Tears stream down my face, and I struggle to wipe them away. “It is, Ivan. It’s everything I wanted and more.”

He plants a kiss on my belly, staying there for several seconds before looking up at me again. “My darling, you are going to be the best mother. I already know it.”

I laugh through my tears, tugging at his hands to bring him to his feet again. “Ivan, you’re the best. Really. I can’t imagine doing something like this without you.”

“You’ll never be without me,” he says, his voice dropping into a deep seriousness. “You will never go a day without joy or have to watch the sunset alone. I promise you that.”

I give him a doubtful look. “You really think you can be here all the time?”

A smile pulls up the corners of his mouth. “Ah, I didn’t say me, though.
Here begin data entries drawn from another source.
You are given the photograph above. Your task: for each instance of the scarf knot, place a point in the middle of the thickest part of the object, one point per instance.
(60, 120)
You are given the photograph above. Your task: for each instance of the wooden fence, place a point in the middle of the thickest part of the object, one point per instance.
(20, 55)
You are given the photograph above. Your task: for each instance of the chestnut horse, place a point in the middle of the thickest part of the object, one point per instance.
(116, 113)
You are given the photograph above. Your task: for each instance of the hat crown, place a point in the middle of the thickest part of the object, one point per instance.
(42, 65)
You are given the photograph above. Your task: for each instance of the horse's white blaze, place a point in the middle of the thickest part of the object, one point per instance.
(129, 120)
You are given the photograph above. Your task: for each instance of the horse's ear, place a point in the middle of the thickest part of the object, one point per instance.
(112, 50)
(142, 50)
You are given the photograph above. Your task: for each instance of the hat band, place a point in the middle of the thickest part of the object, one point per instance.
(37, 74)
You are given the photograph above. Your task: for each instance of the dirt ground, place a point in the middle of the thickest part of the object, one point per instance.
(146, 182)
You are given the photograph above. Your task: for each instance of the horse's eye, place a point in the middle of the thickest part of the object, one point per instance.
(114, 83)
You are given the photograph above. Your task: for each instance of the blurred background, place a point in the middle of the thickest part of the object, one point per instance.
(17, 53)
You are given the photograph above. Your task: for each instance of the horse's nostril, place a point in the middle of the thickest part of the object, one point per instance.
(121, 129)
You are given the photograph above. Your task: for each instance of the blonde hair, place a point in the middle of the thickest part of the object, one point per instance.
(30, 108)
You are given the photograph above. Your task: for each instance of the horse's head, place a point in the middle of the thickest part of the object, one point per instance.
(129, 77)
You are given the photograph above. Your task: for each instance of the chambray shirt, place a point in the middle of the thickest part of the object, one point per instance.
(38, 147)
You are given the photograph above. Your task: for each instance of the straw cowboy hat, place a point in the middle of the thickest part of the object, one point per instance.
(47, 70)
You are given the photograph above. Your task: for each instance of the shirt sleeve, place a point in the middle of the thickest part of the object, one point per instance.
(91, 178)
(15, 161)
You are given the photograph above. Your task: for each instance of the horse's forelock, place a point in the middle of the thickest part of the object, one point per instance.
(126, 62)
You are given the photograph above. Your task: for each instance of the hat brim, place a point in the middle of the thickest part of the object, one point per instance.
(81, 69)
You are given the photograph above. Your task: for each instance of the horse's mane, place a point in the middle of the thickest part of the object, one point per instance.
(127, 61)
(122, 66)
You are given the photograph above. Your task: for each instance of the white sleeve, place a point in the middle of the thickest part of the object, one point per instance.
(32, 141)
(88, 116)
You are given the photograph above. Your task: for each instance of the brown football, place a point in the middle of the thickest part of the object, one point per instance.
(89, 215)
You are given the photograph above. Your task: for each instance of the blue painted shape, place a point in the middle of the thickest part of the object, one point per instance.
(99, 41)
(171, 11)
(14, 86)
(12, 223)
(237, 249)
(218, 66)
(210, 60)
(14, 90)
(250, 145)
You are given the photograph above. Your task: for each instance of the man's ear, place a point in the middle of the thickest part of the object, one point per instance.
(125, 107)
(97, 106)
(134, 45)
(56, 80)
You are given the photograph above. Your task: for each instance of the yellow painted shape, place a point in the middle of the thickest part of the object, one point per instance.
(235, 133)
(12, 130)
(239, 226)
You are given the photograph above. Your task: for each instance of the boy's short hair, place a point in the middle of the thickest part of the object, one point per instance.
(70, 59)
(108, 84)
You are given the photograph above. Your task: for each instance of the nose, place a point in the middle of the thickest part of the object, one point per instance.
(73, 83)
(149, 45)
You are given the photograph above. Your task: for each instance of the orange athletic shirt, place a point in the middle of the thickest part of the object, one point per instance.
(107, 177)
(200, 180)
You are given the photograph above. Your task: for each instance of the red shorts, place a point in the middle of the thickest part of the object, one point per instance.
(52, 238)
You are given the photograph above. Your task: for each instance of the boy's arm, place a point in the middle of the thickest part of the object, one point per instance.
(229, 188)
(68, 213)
It could also be our child.”

I laugh, putting my hand on my belly and rubbing it. “I suppose that’s fair. We need to find out whether I am pregnant, first, but I feel like I know. I’m ninety-nine percent sure.”

“Let’s make it one-hundred,” he says, taking my hand and lacing his fingers with mine. “I know a doctor who can tell you with complete accuracy. Tests fail sometimes.”

I nod, drying the rest of my tears as I realize we’re in this together. Ivan is a wonderful man, and he’s going to be the best father. I couldn’t have ended up with anyone better. He’s amazing in every way, fitting me like a puzzle piece.